II – Contudo, o nº6 do artigo 266º do Código de Processo Civil veio introduzir uma exceção, isto é, o pedido reconvencional não será apreciado quando seja dependente do formulado pelo autor.
III – O pedido reconvencional estará dependente do pedido formulado pelo autor quando somente seja apreciado se o pedido do autor for julgado procedente.
IV – No caso presente, qualquer dos pedidos pode existir, no processo, um sem o outro. De comum os pedidos têm somente o mesmo facto jurídico de que partem para fundamentar as suas pretensões, a existência de um contrato de empreitada, cujo incumprimento cada uma das partes imputa à outra
I. Relatório
1. AA, Lda. instaurou processo de injunção que foi convertido em ação de processo comum contra BB, S.A., pedindo a condenação da Ré a pagar-lhe o valor total de €36.980,00, a título de capital, bem como os juros, no montante de €899,20, calculados à taxa legal aplicável de 8,05%, vencidos desde a data das respetivas faturas e vincendos até integral pagamento.
2. Na oposição, a Ré defende-se por impugnação e apresenta reconvenção na qual pede que a Autora seja condenada:
I - A concluir o fornecimento e revestimento da totalidade do pavimento cerâmico da unidade fabril da Ré sita em ..., nos mesmos materiais, espessura, cor ou pigmentação do já existente e executado pela A.;
II - A concluir a totalidade do rodapé da unidade fabril acordado com rodapé do mesmo material, cor ou pigmentação do existente e já executado pela A.;
III - A proceder à total eliminação dos defeitos existentes no pavimento executado pela Autora e reclamados no presente articulado;
IV - A pagar à Ré a indemnização que for liquidada em execução de sentença relativa aos prejuízos que vierem a ser apurados resultantes do atraso na conclusão da obra e os resultantes da existência dos defeitos ou vícios da obra.
3. Em sede de audiência prévia, foi admitida a reconvenção, nos termos dos artigos 266° n° 2, alínea a) e artigo 583° n° 1 do Código de Processo Civil, proferiu-‑se o despacho saneador e identificou-se o objeto do litígio, bem como os temas da prova.
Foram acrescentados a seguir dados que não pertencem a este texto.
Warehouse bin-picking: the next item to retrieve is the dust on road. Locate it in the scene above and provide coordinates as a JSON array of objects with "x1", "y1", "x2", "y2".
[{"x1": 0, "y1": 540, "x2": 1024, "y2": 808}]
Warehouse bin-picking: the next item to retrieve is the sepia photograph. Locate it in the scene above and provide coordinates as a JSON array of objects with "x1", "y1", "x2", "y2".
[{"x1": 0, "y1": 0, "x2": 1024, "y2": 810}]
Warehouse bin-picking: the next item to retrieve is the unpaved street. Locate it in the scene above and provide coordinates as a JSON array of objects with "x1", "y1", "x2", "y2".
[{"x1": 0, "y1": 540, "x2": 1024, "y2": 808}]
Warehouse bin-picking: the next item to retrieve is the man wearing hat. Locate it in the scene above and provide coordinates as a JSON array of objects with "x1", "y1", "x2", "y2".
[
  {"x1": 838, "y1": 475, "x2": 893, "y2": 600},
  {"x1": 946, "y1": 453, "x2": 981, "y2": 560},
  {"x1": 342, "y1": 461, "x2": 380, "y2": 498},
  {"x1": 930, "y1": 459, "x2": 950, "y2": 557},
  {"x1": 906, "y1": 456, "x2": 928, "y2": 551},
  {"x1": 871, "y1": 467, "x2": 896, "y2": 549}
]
4. A final foi declarada a extinção da instância por força do seguinte despacho:
«Pese embora a R., BB, S.A. não tenha junto a informação sobre o estado do Processo de Re vitalização, conforme determinado no despacho datado de 23.04.2018, resulta da pesquisa que antecede que, em 29.05.2018 foi proferida sentença homologatória do plano de revitalização, cuja cópia se encontra junta a fls. 214 a 223, sendo a A., AA, Lda, uma das credoras da R..
Ora, tal como resulta do art. 17º-E, nº1 do CIRE, com a aprovação e homologação do plano de recuperação, as ações pendentes em que é peticionado o pagamento de um crédito incluído no referido plano, extinguem-se.
Em face do exposto, decide-se julgar extinta a instância, por inutilidade superveniente da lide (art. 277º, al. e) do C.RC.).
Custas a cargo da R. (art. 536º. nº 3 do CPC).
Registe e notifique.
06-06-2018»
5. Não se conformando com a decisão, a Ré interpôs recurso de apelação para o Tribunal da Relação de Lisboa pedindo que se revogue a sentença que julgou extinta a instância por inutilidade superveniente da lide, e se determine o prosseguimento dos autos.
6. O Tribunal da Relação de Lisboa veio a julgar a apelação improcedente.
7. Inconformada com tal decisão, a Ré veio interpor o presente recurso de revista exececional – recurso admitido pela Formação de Juízes a que alude o nº3 do artigo 672º do Código de Processo Civil -, formulando as seguintes (transcritas) conclusões, com exceção das conclusões que se reportavam à admissão do recurso de revista excecional:
1ª. Com tal Acórdão a Recorrente não se pode conformar porquanto considera,
entre outras questões, que face ao pedido reconvencional deduzido e admitido, não
podia o Tribunal julgar extinta a instância por inutilidade superveniente da lide, sem se
ter pronunciado especificamente sobre o pedido reconvencional formulado e admitido,
no qual a Recorrente pede em suma que a Autora / Recorrida fosse condenada:
I - A concluir o fornecimento e revestimento da totalidade do pavimento cerâmico da unidade fabril da Ré sita em ..., nos mesmos materiais, espessura, cor ou pigmentação do já existente e executado pela A.
II - A concluir a totalidade do rodapé da unidade fabril acordado com rodapé do mesmo material, cor ou pigmentação do existente e já executado pela A.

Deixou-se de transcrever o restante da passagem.